D’amore, di morte e di periferie
La paura del diverso, la fede, l’intransigenza I registi de «L’intrusa» e di «Cuori puri» riflettono sui loro film che andranno a Cannes
Molti anni fa avrei voluto fare un documentario sul mondo del volontariato perciò avevo frequentato diverse realtà associative. Una persona mi è rimasta particolarmente impressa: era una donna che faceva la spola tra le detenute del istituto penale femminile di Pozzuoli e le loro famiglie disgregate. Mi chiedevo dove trovasse la forza per aiutarle visto che quelle donne erano state, spacciando, venditrici dei morte. Giovanna, il personaggio dell’Intrusa, ha uno spessore molto simile alla volontaria che accompagnavo. È raro che figure come quelle di Giovanna provengano dalle stesse realtà dove operano; hanno altre estrazioni, vengono da altri quartieri della città, da altri ambienti e scelgono di dedicarsi agli altri, spinte da motivazioni politiche, religiose o semplicemente ideali. Anche negli operatori più laici si avvertono influenze o riferimenti protocristiani. Nel film c’è una fugace inquadratura di una deposizione realizzata dal marito pittore, mancato qualche tempo prima. Giovanna, il marito e ad altri avevano fondato “La Masseria”, uno spazio ricreativo per bambini in un quartiere periferico di Napoli.

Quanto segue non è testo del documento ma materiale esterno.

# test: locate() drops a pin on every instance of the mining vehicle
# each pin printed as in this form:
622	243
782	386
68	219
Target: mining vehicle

Maria è l’altra protagonista del film: è la moglie di un camorrista arrestato che cerca rifugio proprio nella masseria che la gente del quartiere considera un’oasi e un riparo dalle logiche della criminalità organizzata. La storia di Maria è simile a molte altre. In questi quartieri le ragazze appena adolescenti subiscono il fascino dei giovanotti malavitosi; restano ammaliate dal lusso facile, dalla bella vita che questi conducono. Vengono scelte, si fanno scegliere e così vivono all’ombra dell’uomo. Poi prima o poi arriva l’arresto. Nel nostro personaggio l’arresto del marito provoca un abbandono improvviso dell’adolescenza. Maria diventa donna, per la prima volta è sola con i suoi bambini a pensare al loro futuro. È come stordita da quanto è avvenuto, non sa cosa fare, non vuole che i propri figli facciano la fine di suo marito. Così la casupola della “Masseria” diventa per lei l’unico rifugio, ma si comporta come un animale ferito che non sa chiedere aiuto perché non è nella sua cultura. Giovanna è interpretata da una grande danzatrice, Raffaella Giordano, che non aveva mai usato la parola come strumento di espressione; questo la metteva in uno stato di tensione e di insicurezza che era fondamentale per il mio personaggio: essendo “buona”, il suo temperamento essenzialmente cambiava poco ed era necessario trovare il movimento nelle sfaccettature, nelle crepe. Mentre erano tanti gli spunti per spiegare Maria, la “cattiva”, forse in fase di redenzione o forse no.